March 7, 2016
When acting for an employer we are often asked whether an employee can be sued for damages that the employer sustains as a result of an employee’s negligence. The answer is no. A case recently decided by the Alberta Court of Queen’s Bench, Shamac Country Inns Ltd. v. Sandy’s Oilfield Hauling Ltd., does not purport to change the law in that area. However, the law does bear repeating, as we often see claims being advanced against employees by their employers for damages allegedly sustained as a result of the employee’s negligence.
Employees are not liable to their employers for acts of simple negligence. Recent authority for this proposition was cited by the Alberta Court referencing Douglas v. Kinger, 2008 ONCA 452, Kirby v. Amalgamated Income Ltd. Partnership, 2009 BSCC 1044 and 1746646 Alberta Inc. v. Aman Carrier Ltd., 2014 ABPC 270. Employees may be liable for intentional or reckless actions where:
- They are “skilled” workers, and are held to a reasonable standard of care associated with their roles. This will arise in a case such as a CPA performing duties as an accounting professional. However, as a result of the power imbalance inherent in the employment relationship, the employers generally bear the onus to establish the employee is a “skilled worker” which is a high threshold test;
- They act fraudulently or commit acts of intentional wrongdoing beyond the scope of their authority; and
- Those employees who are directors and officers are held to the standard of reasonable business judgment in exercise of their discretion and can be liable where their actions fall below that standard.
The recent decision of Shamac considered whether a company could bring an action against a related company and its employee for negligence in causing a fire. The Plaintiff attempted to shift liability for the damages caused by a fire at its premises upon a related company and its employee. The Court considered whether the defendant employer was vicariously liable for the actions of the employee, as well as whether in fact the plaintiff was a common employer to the employee against which it now sought to attach its claim. The Court drew upon the principal of a “borrowed employee” suggesting that although the relationship may not have been a true employment relationship, it was one like a “transferred employment” relationship where the control lay with the plaintiff who was seeking to sue the employee for the employee’s negligence. The Court concluded that whether one looked to the doctrine of common employer, or the concept of ‘borrowed employee’, the considerations were similar, and the question to be decided was: “who was the employer who exercised control over the employee”.

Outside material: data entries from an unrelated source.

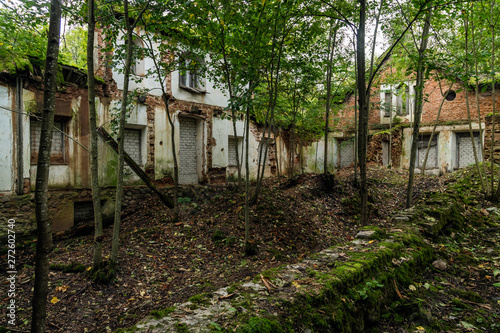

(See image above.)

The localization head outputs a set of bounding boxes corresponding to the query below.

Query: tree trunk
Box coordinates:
[97,127,174,208]
[356,0,369,226]
[245,100,250,246]
[87,0,102,269]
[406,8,432,208]
[323,23,337,176]
[111,0,133,266]
[31,0,61,333]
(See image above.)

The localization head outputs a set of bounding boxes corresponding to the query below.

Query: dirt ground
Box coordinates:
[0,166,499,333]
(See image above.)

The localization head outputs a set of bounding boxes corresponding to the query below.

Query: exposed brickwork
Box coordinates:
[227,137,238,166]
[30,120,65,163]
[73,201,94,224]
[484,114,500,164]
[457,132,482,168]
[417,134,439,170]
[337,139,354,168]
[367,127,403,167]
[123,129,142,165]
[179,117,198,184]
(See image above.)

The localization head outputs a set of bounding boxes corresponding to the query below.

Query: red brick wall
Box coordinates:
[332,76,500,131]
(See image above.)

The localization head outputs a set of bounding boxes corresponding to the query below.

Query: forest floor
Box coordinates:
[0,166,500,333]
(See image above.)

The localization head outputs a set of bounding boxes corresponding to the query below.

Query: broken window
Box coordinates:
[457,132,483,168]
[380,83,414,117]
[123,128,143,165]
[396,84,410,116]
[130,37,145,76]
[384,92,392,117]
[30,119,67,164]
[227,136,243,166]
[337,139,354,168]
[417,135,438,170]
[179,55,204,93]
[258,139,271,164]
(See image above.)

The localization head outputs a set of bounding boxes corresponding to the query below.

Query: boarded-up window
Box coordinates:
[227,137,242,166]
[179,117,198,184]
[457,132,483,168]
[384,92,392,117]
[382,141,391,166]
[30,119,67,164]
[338,139,354,168]
[258,140,271,164]
[417,135,438,170]
[123,129,142,165]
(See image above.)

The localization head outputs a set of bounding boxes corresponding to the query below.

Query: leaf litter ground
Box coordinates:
[0,166,500,332]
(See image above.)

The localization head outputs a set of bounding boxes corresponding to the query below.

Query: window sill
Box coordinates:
[179,84,207,94]
[30,162,69,166]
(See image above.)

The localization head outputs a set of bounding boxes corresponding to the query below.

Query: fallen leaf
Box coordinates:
[56,285,69,292]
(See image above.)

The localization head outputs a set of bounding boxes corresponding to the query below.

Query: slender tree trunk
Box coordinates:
[87,0,102,269]
[245,99,250,246]
[490,0,500,198]
[31,0,61,333]
[141,33,179,217]
[323,22,337,176]
[465,20,486,192]
[406,8,432,208]
[356,0,369,226]
[354,39,359,186]
[111,0,141,266]
[470,17,493,197]
[164,94,179,218]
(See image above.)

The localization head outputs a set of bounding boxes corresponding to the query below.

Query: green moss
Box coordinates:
[113,325,138,333]
[450,288,484,303]
[150,306,175,319]
[174,323,189,333]
[94,75,106,84]
[236,317,286,333]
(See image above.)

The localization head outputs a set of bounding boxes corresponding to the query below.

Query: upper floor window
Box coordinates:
[380,83,415,117]
[130,37,145,76]
[179,54,205,93]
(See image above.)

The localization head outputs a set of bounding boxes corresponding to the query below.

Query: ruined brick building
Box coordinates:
[0,31,500,233]
[0,30,282,236]
[333,67,500,174]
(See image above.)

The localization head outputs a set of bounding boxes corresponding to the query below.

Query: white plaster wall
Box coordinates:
[401,123,484,173]
[212,117,245,168]
[31,164,71,190]
[154,107,175,179]
[171,71,228,107]
[0,85,14,192]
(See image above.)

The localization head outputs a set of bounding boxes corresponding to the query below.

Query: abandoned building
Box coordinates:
[0,31,500,234]
[0,31,282,233]
[331,67,500,175]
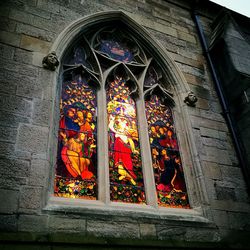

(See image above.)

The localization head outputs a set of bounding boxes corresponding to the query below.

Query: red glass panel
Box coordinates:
[107,77,146,203]
[54,75,97,199]
[145,95,190,208]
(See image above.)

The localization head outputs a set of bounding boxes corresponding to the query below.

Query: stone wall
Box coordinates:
[0,0,250,249]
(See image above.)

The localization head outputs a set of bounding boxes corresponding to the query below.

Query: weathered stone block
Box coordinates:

The Court applied the common employer doctrine even though the case was one of vicarious liability and not wrongful dismissal, and held that the doctrine did apply. The Court concluded that the plaintiff and the corporate defendant collectively employed the employee. Accordingly, the Court went on to conclude that the plaintiff employer could not bring an action against the defendant employee for negligence, and that the employee was not liable for the causing of the fire forming the subject matter of the litigation.
While employees are not always liable for the consequences of their negligence, it bears mention that negligence may be grounds for termination of employment for cause.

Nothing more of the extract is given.